So the other day I was sipping on an IPA eating a dried granola snack and it occurred to me that I could use it in a oatmeal stout. I was eating maple nut granola, so no fruit. There should be lots of fermentables in this stuff. I was thinking of seeping it in 155*F water before the boil with the grain. Maybe a pound should do it. Has anyone tried this?
Just remember there’s quite a bit of fat in granola. Might affect head retention. However, I’ve thought of it myself and think the flavor profile would complement many a beer.
Wouldn’t you gain head retention by dispensing with nitrogen? I have always had a problem with too much head dispensing with nitrogen. Just haven’t perfected it yet
Not necessarily. The oils could still cause poor retention.

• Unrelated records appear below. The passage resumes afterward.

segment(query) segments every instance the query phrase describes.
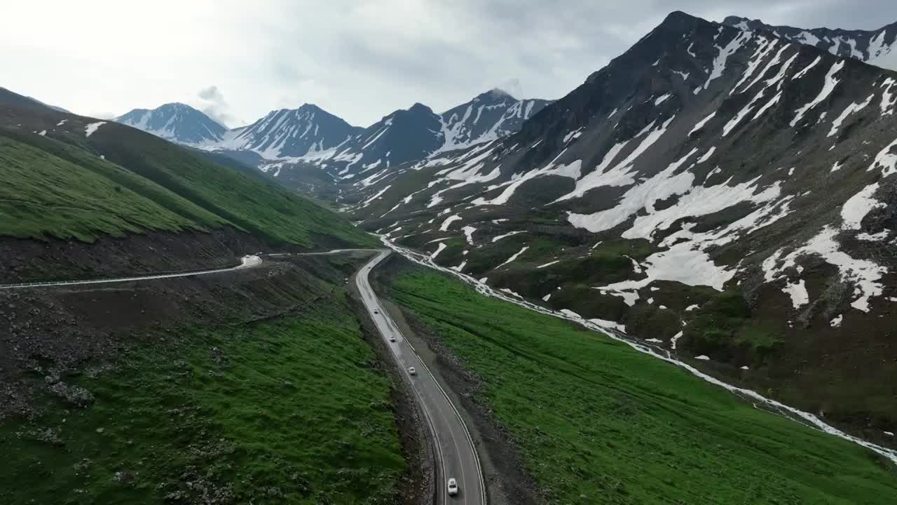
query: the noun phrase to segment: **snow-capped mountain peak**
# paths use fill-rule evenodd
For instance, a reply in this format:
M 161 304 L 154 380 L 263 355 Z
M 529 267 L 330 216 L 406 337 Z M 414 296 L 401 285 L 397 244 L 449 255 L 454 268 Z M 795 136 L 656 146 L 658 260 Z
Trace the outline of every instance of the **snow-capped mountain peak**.
M 545 105 L 547 100 L 518 100 L 493 88 L 441 115 L 443 145 L 437 153 L 491 142 L 518 129 Z
M 179 102 L 166 103 L 152 110 L 135 109 L 115 120 L 188 146 L 219 142 L 227 132 L 227 128 L 217 121 Z
M 317 105 L 268 112 L 251 125 L 231 130 L 220 147 L 250 150 L 267 159 L 301 157 L 326 152 L 361 131 Z

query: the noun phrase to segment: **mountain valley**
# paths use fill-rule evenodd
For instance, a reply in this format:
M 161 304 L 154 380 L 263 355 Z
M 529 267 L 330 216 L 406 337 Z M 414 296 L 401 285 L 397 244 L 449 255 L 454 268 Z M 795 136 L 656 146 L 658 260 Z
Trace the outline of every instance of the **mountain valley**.
M 891 503 L 893 49 L 676 11 L 367 127 L 0 88 L 0 501 Z

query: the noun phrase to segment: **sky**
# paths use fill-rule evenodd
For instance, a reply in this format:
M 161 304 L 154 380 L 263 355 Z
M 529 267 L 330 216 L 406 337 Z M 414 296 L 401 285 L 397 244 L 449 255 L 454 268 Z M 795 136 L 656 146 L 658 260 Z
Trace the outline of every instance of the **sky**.
M 893 0 L 30 0 L 0 16 L 0 86 L 111 118 L 182 102 L 235 127 L 314 103 L 369 126 L 493 87 L 556 99 L 667 13 L 872 30 Z

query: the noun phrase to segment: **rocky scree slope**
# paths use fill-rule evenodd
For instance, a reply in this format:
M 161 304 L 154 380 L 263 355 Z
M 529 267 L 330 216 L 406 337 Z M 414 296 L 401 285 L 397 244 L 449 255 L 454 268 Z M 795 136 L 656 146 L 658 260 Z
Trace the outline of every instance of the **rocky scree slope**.
M 897 70 L 897 22 L 878 30 L 806 30 L 793 26 L 771 26 L 760 20 L 728 16 L 723 23 L 739 30 L 771 33 L 775 37 L 813 46 L 835 56 Z
M 674 13 L 518 133 L 360 182 L 353 212 L 440 264 L 887 443 L 895 84 Z

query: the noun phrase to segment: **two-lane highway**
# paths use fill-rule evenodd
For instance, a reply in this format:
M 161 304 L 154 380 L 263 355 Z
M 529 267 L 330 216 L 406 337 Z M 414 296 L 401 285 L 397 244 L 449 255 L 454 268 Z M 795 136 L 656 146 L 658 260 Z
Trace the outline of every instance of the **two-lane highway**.
M 431 433 L 436 442 L 434 455 L 437 466 L 436 501 L 440 505 L 443 503 L 485 505 L 486 494 L 483 472 L 467 427 L 436 378 L 414 352 L 414 348 L 405 339 L 395 322 L 383 310 L 377 295 L 370 288 L 368 274 L 388 254 L 388 250 L 380 251 L 361 267 L 355 276 L 355 284 L 361 295 L 365 308 L 377 324 L 377 329 L 386 341 L 400 370 L 408 379 L 427 418 Z M 395 341 L 390 341 L 390 339 L 395 339 Z M 417 370 L 416 375 L 408 374 L 410 367 Z M 459 492 L 457 496 L 448 496 L 447 483 L 449 478 L 457 481 Z

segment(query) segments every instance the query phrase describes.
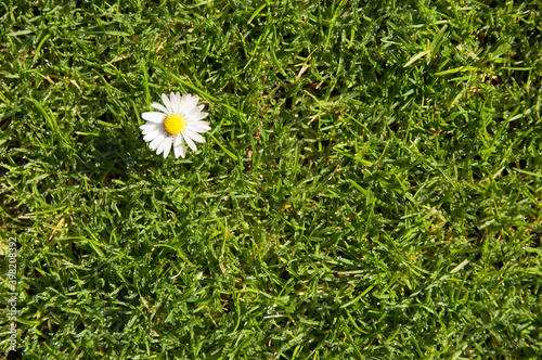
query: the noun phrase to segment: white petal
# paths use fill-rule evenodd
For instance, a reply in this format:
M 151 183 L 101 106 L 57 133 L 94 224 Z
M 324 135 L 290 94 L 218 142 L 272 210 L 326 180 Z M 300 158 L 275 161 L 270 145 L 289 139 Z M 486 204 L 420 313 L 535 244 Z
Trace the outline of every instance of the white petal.
M 181 93 L 179 91 L 177 91 L 176 94 L 175 94 L 175 101 L 176 101 L 176 104 L 175 104 L 173 111 L 175 111 L 176 114 L 180 114 L 180 111 L 181 111 Z
M 181 99 L 181 108 L 180 113 L 184 116 L 188 116 L 192 112 L 194 107 L 197 106 L 197 98 L 189 94 L 185 94 Z
M 210 130 L 210 126 L 207 121 L 191 121 L 186 124 L 186 129 L 197 132 L 207 132 Z
M 156 139 L 157 136 L 159 136 L 162 133 L 160 130 L 154 130 L 154 131 L 151 131 L 149 133 L 145 133 L 144 137 L 143 137 L 143 140 L 149 142 L 149 141 L 153 141 L 154 139 Z
M 182 138 L 184 139 L 184 141 L 186 141 L 186 144 L 190 146 L 190 149 L 192 149 L 193 151 L 197 151 L 197 146 L 196 146 L 196 144 L 194 144 L 192 139 L 190 139 L 190 137 L 188 134 L 185 134 L 184 132 L 181 132 L 181 133 L 182 133 Z
M 166 118 L 166 114 L 157 112 L 149 112 L 141 114 L 141 117 L 151 123 L 163 123 Z
M 197 142 L 205 142 L 205 139 L 197 132 L 191 131 L 189 129 L 184 129 L 183 134 L 189 136 L 192 140 L 197 141 Z
M 155 102 L 155 103 L 152 103 L 151 106 L 153 106 L 156 110 L 159 110 L 160 112 L 163 112 L 166 115 L 170 115 L 170 113 L 168 113 L 168 110 L 166 107 L 164 107 L 163 104 L 158 104 Z
M 149 144 L 149 147 L 152 151 L 155 151 L 156 149 L 158 149 L 158 145 L 162 143 L 162 141 L 164 139 L 166 139 L 166 136 L 164 133 L 159 133 L 156 138 L 154 138 L 153 141 L 151 141 L 151 143 Z
M 171 137 L 167 137 L 166 139 L 164 139 L 162 144 L 158 146 L 156 154 L 164 152 L 164 158 L 166 158 L 171 151 L 171 142 L 173 142 L 173 139 L 171 139 Z
M 210 128 L 209 127 L 202 127 L 202 126 L 197 126 L 197 125 L 186 125 L 186 130 L 203 133 L 203 132 L 209 131 Z
M 168 115 L 173 114 L 173 110 L 171 108 L 171 102 L 169 101 L 169 98 L 163 93 L 162 94 L 162 101 L 164 102 L 164 106 L 168 110 Z

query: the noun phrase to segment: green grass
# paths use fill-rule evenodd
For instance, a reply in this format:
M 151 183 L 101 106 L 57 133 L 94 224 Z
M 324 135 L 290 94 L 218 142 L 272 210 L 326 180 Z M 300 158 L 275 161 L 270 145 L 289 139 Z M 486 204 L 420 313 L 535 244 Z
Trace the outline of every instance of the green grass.
M 182 3 L 0 5 L 25 359 L 542 353 L 537 1 Z M 185 159 L 138 128 L 169 91 Z

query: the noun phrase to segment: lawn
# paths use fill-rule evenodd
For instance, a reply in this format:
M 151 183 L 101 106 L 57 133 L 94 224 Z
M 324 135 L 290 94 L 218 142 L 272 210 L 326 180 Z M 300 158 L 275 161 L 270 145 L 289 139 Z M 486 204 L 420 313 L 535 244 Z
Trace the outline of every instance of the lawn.
M 7 359 L 542 353 L 538 1 L 0 14 Z M 184 158 L 139 129 L 171 91 Z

Rather than going with granola, it might be interesting to use one of those multi-grain hot cereal blends. Such as:
That’s a good idea. As well as the cereal you could add honey and brown sugar to give the complexity of flavors granola has. That is what I was trying to accomplish anyway.
Some things to consider:
-
You’ll probably get the most flavor out of the stuff by toasting it on a cookie sheet in a 350 degree oven for 20 minutes or so (or until it starts to smell like cookies in the kitchen). I’ve done this when using just straight oats, and it seemed to make a difference.
-
These cereals tend to be pretty high in protein… If it was me, I might throw in a 25 minute rest at 130-135 degrees. Then again, if you’re only using a pound or so it might not be a big deal.
You think a pound isn’t enough? How many rolled oats do you typically use in 5 gallons?
I use a pound of oats per 5 gallons, and as BLATZ mentioned, toasting them is the bomb… Cheers!!!